Além disso, temos a realidade do ambiente escolar comumente
repleto de violência, com freqüentes situações de bullying, e promovendo,
muitas vezes, envolvimento com amizades indesejadas. Na verdade, na grande
maioria das escolas parece haver uma chance muito pequena de se desenvolver um
ambiente afetivamente saudável, onde cada um pode realmente ser respeitado em
suas particularidades e limitações.
A
importância dessa ordem de reflexões toma grande proporção no momento atual do
país, quando se regulamenta a educação domiciliar, que visa regular a
possibilidade de educar os filhos em casa. Nesse modelo de educação os pais
assumem inteiramente a função de promover o processo integral na educação dos
filhos. Ora, se os pais, pelo menos a priori, deveriam ser aqueles que
proporcionam aos filhos a melhor qualidade de vínculo afetivo, não existe
melhor lugar para o aprendizado acontecer. Num lar onde exista a possibilidade
de experiências afetivas saudáveis, a formação do caráter se dará de maneira
profícua. Sendo assim, esse ambiente revela-se como o melhor lugar para a
instrução do conhecimento acadêmico, ou mesmo de qualquer outra ordem de
conhecimento.
No
entanto, é necessária uma série de requisitos para tanto.

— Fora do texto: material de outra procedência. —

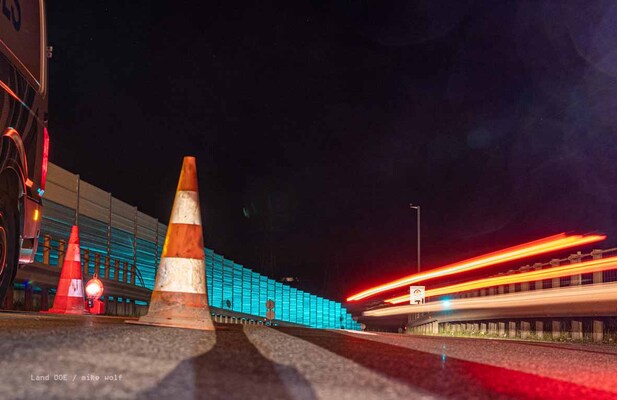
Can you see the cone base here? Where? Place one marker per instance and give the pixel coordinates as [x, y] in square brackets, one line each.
[178, 310]
[173, 323]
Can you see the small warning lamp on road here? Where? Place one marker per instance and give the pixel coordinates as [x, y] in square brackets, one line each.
[94, 290]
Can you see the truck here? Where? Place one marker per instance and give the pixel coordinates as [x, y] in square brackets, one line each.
[24, 140]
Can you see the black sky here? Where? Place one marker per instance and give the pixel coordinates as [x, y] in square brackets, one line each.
[322, 121]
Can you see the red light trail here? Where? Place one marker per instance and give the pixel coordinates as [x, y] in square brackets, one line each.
[549, 273]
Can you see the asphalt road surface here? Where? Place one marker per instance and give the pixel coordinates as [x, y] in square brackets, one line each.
[88, 357]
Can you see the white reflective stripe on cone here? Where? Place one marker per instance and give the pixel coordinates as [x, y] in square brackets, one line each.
[186, 208]
[74, 251]
[76, 288]
[186, 275]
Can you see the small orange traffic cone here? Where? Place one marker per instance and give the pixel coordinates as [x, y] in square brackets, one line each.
[179, 298]
[70, 294]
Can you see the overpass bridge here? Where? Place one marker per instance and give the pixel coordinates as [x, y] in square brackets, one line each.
[123, 245]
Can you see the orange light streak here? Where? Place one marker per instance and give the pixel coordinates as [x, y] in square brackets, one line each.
[549, 273]
[541, 246]
[600, 297]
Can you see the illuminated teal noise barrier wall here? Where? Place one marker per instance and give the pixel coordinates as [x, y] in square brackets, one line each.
[230, 286]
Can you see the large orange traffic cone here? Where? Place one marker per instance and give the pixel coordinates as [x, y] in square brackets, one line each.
[179, 298]
[70, 294]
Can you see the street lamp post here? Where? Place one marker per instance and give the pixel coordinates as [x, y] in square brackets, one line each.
[418, 209]
[410, 317]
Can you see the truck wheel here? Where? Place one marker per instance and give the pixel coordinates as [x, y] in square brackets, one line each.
[8, 243]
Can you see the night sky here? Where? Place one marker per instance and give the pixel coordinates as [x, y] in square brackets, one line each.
[316, 124]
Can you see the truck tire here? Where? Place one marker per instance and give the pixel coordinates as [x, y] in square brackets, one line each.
[9, 254]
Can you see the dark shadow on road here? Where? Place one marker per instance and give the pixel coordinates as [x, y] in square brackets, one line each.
[443, 375]
[232, 369]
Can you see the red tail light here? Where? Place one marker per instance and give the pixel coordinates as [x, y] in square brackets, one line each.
[45, 160]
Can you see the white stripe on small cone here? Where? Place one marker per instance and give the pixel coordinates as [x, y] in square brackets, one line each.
[186, 275]
[74, 250]
[186, 208]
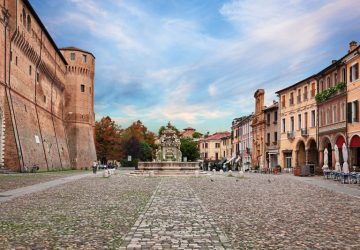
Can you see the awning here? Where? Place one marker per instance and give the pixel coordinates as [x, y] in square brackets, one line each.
[230, 160]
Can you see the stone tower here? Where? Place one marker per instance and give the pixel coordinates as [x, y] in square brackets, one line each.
[258, 130]
[79, 113]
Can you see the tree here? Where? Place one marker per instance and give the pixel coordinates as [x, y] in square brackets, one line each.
[189, 148]
[138, 142]
[197, 134]
[107, 139]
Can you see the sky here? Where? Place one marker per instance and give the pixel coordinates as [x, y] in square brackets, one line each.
[198, 63]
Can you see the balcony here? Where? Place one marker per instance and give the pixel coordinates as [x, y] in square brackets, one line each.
[305, 96]
[304, 132]
[290, 135]
[340, 126]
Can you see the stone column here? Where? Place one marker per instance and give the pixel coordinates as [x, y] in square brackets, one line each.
[321, 158]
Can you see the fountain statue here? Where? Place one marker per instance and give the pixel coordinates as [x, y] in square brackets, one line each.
[168, 158]
[169, 146]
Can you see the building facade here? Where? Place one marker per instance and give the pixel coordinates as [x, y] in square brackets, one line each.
[272, 136]
[210, 146]
[258, 131]
[298, 118]
[352, 61]
[45, 118]
[331, 111]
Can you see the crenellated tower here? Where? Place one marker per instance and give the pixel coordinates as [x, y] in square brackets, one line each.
[79, 113]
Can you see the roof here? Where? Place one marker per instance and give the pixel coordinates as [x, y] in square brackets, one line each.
[295, 84]
[320, 72]
[217, 136]
[72, 48]
[37, 18]
[272, 106]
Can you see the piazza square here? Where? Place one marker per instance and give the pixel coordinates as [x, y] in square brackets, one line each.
[135, 124]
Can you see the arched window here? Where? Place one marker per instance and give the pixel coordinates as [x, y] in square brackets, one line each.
[24, 17]
[29, 23]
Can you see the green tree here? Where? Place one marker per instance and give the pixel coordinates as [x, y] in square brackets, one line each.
[107, 139]
[162, 128]
[197, 134]
[189, 148]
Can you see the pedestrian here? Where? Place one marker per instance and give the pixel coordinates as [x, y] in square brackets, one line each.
[94, 167]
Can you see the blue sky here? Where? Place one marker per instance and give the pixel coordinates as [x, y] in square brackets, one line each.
[198, 62]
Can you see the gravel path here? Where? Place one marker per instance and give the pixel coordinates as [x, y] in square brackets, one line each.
[175, 219]
[91, 213]
[277, 212]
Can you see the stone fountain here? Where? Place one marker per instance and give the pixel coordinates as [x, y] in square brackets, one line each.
[168, 158]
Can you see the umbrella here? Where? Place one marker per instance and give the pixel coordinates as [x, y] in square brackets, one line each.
[326, 160]
[337, 164]
[345, 156]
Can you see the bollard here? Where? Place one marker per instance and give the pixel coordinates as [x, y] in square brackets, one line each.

Os pais que se
dispõem a isso devem ter a disponibilidade para investir tempo e recursos na
formação intelectual dos seus filhos. Essa modalidade de ensino deve ainda
prevenir inúmeros males que por se tornarem tão comuns se perderam da avaliação
das experiências nocivas da vida social. Falo das frequentes pressões sociais
que por serem inadequadamente abusivas, fazem por instalar mecanismos de
defesas, que obstruem o fluxo natural do desenvolvimento emocional, o que pode
levar a um comprometimento que dificulta o processo de aprendizagem, resultando
no desinteresse em estudar. Além disso, esse modelo de educação promove maior
convívio na família, onde, ainda que se estabeleça um momento específico do dia
para os estudos efetivos, o aprendizado pode acontecer em tempo integral.
Uma
visão contraria a essa modalidade de ensino poderia sugerir que, distante da
vida social o sujeito carregaria um prejuízo por não ter experiências
suficientes para auxiliá-lo a aprender a se sociabilizar. No entanto, a
realidade é justamente inversa. Quanto maior a incidência de experiências bem
sucedidas junto daqueles que o respeitem e o amem sinceramente, mais o sujeito
pode se nutrir de amor próprio e respeito para consigo mesmo. Em conseqüência
disso será possível estender essa experiência ao outro, o amando e o
respeitando com sinceridade.
É justamente esse tipo de experiência que o
qualificará para estabelecer e dar manutenção aos vínculos realmente saudáveis
e por outro lado, trará recursos para se afastar de relações nocivas, de desrespeito
e abusivas.
PLATÃO,
DIÁLOGOS, O BANQUETE — FÉDON, SOFISTA — POLÍTICO Seleção de textos de José
Américo Motta Pessanha, Tradução e notas de José Cavalcante de Souza, Jorge
Paleikat e João Cruz Costa, NOVA CULTURAL, 1991.